The Wiki Wormhole: Behold, the Internet's most comprehensive list of chairs
With over 4 million articles, Wikipedia is an invaluable resource, whether you're throwing a term paper together at the last minute, or running down the list of Quiddich teams so you can decide who to support. But follow enough links, and you get sucked into some seriously strange places. We explore some of Wikipedia's oddities in our 4,257,369-week series, Wiki Wormhole.
This Week's Entry: List of Chairs
What It's About: You may not give much thought to the humble chair, but someone out there has, compiling a list of over 130 types of chair. Designs range from the Watchman's Chair, built with a forward slant so the watchman in question doesn't fall asleep; to the Fighting Chair (less exciting than it sounds), used by fisherman for extra leverage against a strong catch; to the Poofbag Chair, a foam-filled beanbag chair and a missed opportunity for whichever Arrested Development writer feeds Tobias his lines.
Strangest Fact: Ikea once sold an inflatable chair upholstered with fabric. It didn't last.
Controversy: Wiki user Toyokuni3 says of the barrel chair, "i doubt very seriously that the furniture in this image is 'restored'. it's almost certainly reproductions."
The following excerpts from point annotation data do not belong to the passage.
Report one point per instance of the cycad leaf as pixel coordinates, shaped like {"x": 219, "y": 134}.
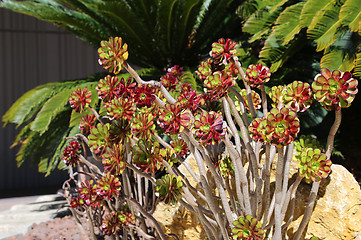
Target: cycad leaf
{"x": 310, "y": 9}
{"x": 286, "y": 26}
{"x": 27, "y": 104}
{"x": 52, "y": 107}
{"x": 351, "y": 15}
{"x": 264, "y": 17}
{"x": 338, "y": 59}
{"x": 326, "y": 27}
Thing We Were Happiest To Learn: There's such a thing as a "Friendship Bench," described as "a place in a school playground where a child can go when he or she wants someone to talk to." Sadly, no such bench existed when we were in school.
Thing We Were Unhappiest To Learn: The ice cream chair is not made of ice cream, but is in fact a chair with a heart-shaped back used in ice cream parlors.
Also noteworthy: Frank Gehry came to prominence with his design of the "wiggle chair," one piece out of a set of mostly-cardboard furniture called "Easy Edges" the architect designed in the early 1970s.
Best link to elsewhere on Wikipedia: The only links are to pages for particular chairs. One worthwhile one is the 10 Downing Street Guard Chairs, which is not a type of chair, but two actual chairs. In the 1800s, the seat of power in Britain was guarded by two men sitting in Chippendale leather chairs. Each chair had a drawer underneath full of hot coals to keep the guards warm while on duty.